Die performativste und alltagstauglichste Form eines Pfeils ist der Zeigefinger. Irgendwelche Avantgardisten (war es Marcel Duchamp?) meinten mal,- das sei Kunst, worauf der Künstler mit dem Finger zeigt. Für die Konzeptkunst gilt dieser Verdacht noch mehr als für andere Kunstformen. So zitiert Baldessari den Künstler Al Held, der gesagt haben soll: “All conceptual art is just pointing at things”. Die Reihe “Comissoned Paintings” kam zustande, indem Baldessari auf Basis dieser Aussage einen Freund bat, auf Dinge zu zeigen, die dieser für interessant befand. Die fotografische Dokumentation dieses Vorgangs sollte nun in Gemälde übersetzt werden. Dafür beauftragte Baldessari verschiedene Schildmaler (Sign painting is the craft of painting lettered signs on buildings, billboards or signboards, for promoting, announcing, or identifying products, services and events. Sign painting artisans are Signwriters (wikipedia)). Im Mittelpunkt der Reihe steht letztendlich der Zeigefinger, eingebettet in einen mehr oder weniger irrelevanten Kontext. Als narrative Struktur verweist der Pfeil hier nur noch auf sich selbst. Kontext, Anfang und Ende werden zwar sichtbar, rücken aber in den Hintergrund. Wesentlich ist zu zeigen, das gezeigt wird, also auf die grundsätzliche Funktion und den Vorgang des Zeigens.

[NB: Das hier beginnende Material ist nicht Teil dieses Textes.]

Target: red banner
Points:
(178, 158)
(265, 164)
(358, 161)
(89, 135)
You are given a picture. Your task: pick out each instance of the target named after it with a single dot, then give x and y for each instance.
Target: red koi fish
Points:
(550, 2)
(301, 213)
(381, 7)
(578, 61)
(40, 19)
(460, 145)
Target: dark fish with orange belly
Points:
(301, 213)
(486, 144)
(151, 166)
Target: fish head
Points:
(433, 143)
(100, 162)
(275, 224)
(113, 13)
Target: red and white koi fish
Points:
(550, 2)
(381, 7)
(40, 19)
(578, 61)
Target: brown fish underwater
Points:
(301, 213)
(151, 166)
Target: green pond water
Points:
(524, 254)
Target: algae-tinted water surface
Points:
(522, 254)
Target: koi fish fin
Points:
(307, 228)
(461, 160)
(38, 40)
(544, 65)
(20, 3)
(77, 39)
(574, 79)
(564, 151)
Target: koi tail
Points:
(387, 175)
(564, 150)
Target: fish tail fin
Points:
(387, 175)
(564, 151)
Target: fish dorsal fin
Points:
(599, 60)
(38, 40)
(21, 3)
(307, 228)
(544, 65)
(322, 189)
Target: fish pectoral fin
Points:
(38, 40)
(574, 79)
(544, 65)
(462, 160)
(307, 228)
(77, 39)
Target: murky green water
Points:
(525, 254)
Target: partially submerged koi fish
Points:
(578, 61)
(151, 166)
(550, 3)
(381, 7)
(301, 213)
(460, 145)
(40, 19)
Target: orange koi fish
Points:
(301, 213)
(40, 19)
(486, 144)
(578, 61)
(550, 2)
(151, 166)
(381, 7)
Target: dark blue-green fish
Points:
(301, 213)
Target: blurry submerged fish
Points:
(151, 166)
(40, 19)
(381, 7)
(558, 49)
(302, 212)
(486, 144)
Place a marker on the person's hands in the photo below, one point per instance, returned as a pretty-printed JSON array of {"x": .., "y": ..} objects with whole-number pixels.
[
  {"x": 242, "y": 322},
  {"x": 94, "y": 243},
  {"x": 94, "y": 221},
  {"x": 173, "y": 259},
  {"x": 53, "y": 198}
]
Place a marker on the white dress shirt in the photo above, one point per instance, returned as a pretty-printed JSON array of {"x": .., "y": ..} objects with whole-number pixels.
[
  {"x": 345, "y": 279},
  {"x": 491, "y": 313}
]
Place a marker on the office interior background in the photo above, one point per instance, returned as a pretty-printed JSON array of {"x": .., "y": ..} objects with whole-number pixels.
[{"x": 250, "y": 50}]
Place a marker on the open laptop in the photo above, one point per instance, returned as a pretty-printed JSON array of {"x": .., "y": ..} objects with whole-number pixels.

John Baldessari, Commissioned Paintings: A Painting by Anita Storck, 1969

In Ketty La Roccas Arbeit finden sich Motive und Zugänge aus den oben besprochenen Positionen wieder. Diesmal ist die Ebene der Schrift aber nicht wie bei Pindells Arbeit gleichgültig gegenüber dem Foto, sie bettet sich stattdessen in die Morphologie der Hände ein. Darin wirken die Schriftzüge wie die Namen menschlicher Gebirgszüge und Täler, die sich aus den sich krümmenden Händen ergeben. Die Gestensprache, die sich durch die Hände darbietet, die meist an der Grenze der Unkenntlichkeit gekritzelten Wörter, und doch immer wieder das klare “You” wirken herausfordernd und weisen doch ins Undeutliche, Unklare. Nicht zu letzt weil ich nicht in Gestensprache gebildet bin und die, bis auf das You, italienisch gekritzelten Wörter und Zeilen für mich nicht dechiffrierbar sind, wirken La Roccas Arbeiten auf mich mystisch- es geht im Wesentlichen um Sprache und ich verstehe doch gar nichts!

Der Pfeil, der von seiner Funktion als tödlicher Waffe ins symbolische Reich gewechselt ist, und die Hand, deren Formenrepertoire sich nicht mehr auf den Zeigefinger begnügt, zeigen die Gegenerfahrung der normativen Verdeutlichung. Sie funktionieren als das von Le Guins beschriebenes Behältnis, in dem der Plot seine Lesenden nicht ins Herz trifft, sondern in welchem er umherwandert, suchend und Spuren sammelnd.